RDC : Chute du franc congolais, les pétroliers sollicitent l’actualisation de la structure de prix du carburant

Devant la dégringolade du franc congolais face au dollar américain, il se chuchote déjà la volonté de revoir la structure des prix du carburant en vigueur en Rd Congo. Si l’Etat concédait à actualiser le taux de change de 1 700 CDF tombé en désuétude, ce réajustement va, sans nul doute, entrainer la hausse le prix du litre à la pompe à Kinshasa comme à travers le pays.

Des sources proches des pétroliers, l’on apprend que la corporation des pétroliers est en difficultés de s’approvisionner en produits pétroliers d’autant plus qu’elle enregistre un manque à gagner considérable de par rapport au taux de change lorsqu’il s’agit d’acheter des devises pour importer le carburant.

Des pertes deviennent de plus en plus considérables dans un contexte où les compensations de l’Etat par rapport à la fixation du taux de change de 1 700 CDF le dollar américain tardent à leur bénéficier.

En d’autres termes, le Gouvernement devrait tenir compte de la réalité du marché national. Car, avec la dépréciation monétaire, les pétroliers affirment avoir enregistré des déficits énormes dans la conversion du franc congolais en dollar américain.

D’aucuns soulignent que la hausse de prix du litre à la pompe sollicitée n’a aucun lien avec le contexte international où le prix du baril est fixé à 43,60 USD suite à la crise économique mondiale causée par la pandémie de la Covid-19. Mais à un problème purement interne lié à la dépréciation du franc congolais.

En RDC, le décret-Loi du 20 mars 1961 relatif aux prix, tel que modifié par l’Ordonnance Loi n° 83-026 du 12 septembre 1983, stipule que la fixation des prix des biens et services relève du domaine des propriétaires de ces dits biens et services.

Toutefois, exception est faite pour certains produits, parmi lesquels les carburants terrestres, par le fait de leur caractère stratégique dans l’économie nationale. Leurs prix sont régentés par l’Etat qui s’en réserve un droit de regard et le monopole de publication, car en fait, les prix des carburants terrestres sont publiés par arrêté ministériel.

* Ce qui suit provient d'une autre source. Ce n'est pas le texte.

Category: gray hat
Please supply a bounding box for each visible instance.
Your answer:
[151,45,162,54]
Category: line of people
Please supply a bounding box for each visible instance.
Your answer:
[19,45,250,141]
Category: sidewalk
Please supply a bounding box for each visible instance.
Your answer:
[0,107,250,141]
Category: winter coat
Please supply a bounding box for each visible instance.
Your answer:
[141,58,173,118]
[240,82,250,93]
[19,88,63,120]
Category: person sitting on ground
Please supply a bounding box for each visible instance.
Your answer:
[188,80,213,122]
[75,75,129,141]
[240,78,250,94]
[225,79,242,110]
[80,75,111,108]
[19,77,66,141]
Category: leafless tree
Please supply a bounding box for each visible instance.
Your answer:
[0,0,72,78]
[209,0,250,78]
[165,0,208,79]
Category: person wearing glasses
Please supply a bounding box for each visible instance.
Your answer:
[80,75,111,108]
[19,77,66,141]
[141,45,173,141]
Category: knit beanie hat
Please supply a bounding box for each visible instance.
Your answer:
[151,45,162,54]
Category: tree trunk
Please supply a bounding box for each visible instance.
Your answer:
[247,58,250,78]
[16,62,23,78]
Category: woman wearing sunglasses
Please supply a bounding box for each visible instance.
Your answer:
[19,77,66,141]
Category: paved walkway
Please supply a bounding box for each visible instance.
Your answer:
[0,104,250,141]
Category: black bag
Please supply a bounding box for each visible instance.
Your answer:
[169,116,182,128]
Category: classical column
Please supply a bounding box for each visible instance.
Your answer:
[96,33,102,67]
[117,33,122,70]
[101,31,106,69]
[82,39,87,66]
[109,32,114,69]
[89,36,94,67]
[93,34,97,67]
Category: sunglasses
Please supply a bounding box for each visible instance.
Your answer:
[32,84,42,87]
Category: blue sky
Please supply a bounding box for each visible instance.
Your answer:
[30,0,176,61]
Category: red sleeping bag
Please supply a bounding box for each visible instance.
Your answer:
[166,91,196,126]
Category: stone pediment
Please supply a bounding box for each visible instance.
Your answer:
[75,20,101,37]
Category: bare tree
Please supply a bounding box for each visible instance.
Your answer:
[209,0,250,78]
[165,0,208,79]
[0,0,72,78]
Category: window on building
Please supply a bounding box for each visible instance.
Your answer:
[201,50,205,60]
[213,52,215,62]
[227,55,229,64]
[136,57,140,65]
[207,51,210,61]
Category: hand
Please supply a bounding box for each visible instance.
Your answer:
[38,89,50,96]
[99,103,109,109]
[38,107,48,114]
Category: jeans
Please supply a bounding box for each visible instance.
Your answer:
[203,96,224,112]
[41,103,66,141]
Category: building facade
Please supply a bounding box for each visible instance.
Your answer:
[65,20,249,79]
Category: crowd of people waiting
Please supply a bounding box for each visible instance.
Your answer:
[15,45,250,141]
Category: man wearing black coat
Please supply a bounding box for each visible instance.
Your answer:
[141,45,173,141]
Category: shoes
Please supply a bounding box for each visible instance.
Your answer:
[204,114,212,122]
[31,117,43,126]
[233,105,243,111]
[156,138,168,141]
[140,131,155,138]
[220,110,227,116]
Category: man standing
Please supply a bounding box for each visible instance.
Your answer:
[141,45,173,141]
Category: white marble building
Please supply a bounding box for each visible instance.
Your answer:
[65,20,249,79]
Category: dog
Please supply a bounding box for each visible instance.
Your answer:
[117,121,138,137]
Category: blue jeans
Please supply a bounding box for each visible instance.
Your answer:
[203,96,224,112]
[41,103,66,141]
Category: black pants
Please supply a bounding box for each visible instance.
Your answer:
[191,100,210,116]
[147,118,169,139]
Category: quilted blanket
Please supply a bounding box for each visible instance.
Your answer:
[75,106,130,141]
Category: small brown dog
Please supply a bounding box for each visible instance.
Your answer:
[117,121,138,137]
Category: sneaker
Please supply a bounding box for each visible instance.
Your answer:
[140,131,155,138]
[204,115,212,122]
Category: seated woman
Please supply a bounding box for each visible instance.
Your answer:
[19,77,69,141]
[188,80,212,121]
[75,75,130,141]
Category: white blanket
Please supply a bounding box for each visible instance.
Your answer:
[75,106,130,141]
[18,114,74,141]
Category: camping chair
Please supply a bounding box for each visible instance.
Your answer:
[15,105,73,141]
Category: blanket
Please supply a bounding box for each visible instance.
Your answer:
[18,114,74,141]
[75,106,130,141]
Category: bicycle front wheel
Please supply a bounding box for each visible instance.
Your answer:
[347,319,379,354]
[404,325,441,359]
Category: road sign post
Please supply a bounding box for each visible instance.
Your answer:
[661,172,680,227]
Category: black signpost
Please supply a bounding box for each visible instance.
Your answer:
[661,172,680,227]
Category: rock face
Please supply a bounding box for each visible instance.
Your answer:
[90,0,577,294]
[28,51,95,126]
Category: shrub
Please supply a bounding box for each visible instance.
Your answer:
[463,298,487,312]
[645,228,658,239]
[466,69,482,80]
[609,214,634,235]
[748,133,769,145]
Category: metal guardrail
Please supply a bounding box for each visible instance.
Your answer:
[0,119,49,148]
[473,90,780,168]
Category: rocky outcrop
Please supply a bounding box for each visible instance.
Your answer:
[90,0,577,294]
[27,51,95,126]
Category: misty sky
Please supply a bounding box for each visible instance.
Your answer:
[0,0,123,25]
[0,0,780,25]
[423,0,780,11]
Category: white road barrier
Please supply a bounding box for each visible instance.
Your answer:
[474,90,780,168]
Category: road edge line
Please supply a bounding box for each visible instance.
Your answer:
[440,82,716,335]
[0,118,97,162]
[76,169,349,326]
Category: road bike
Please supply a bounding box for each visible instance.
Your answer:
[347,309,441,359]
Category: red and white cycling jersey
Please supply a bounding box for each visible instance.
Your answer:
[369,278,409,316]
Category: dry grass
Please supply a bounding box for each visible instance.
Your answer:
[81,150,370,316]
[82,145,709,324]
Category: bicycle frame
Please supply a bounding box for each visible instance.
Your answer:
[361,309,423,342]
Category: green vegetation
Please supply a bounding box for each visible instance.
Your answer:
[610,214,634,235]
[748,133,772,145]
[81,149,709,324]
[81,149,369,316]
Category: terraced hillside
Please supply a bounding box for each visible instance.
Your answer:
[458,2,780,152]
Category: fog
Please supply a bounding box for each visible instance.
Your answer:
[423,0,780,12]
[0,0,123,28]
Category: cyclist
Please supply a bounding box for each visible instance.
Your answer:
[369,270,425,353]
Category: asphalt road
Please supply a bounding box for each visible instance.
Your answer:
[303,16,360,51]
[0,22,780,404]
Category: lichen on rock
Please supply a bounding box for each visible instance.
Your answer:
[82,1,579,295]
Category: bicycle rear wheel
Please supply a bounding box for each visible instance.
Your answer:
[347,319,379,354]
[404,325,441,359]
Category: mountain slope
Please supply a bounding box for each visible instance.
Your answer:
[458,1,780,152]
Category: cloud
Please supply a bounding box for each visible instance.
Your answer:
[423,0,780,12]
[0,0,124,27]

Le regard de l’Etat sur les prix des carburants terrestres se réalise non seulement par le ministère du Pétrole, ministère tutélaire du secteur, mais également par le ministère de l’Economie, à travers le Comité de suivi de la structure de prix.

Face à ces dispositions, les pétroliers envisagent donc de rencontrer le ministre de l’Economie pour échanger sur la question, avec espoir d’obtenir l’aval de l’Etat pour une probable augmentation de prix.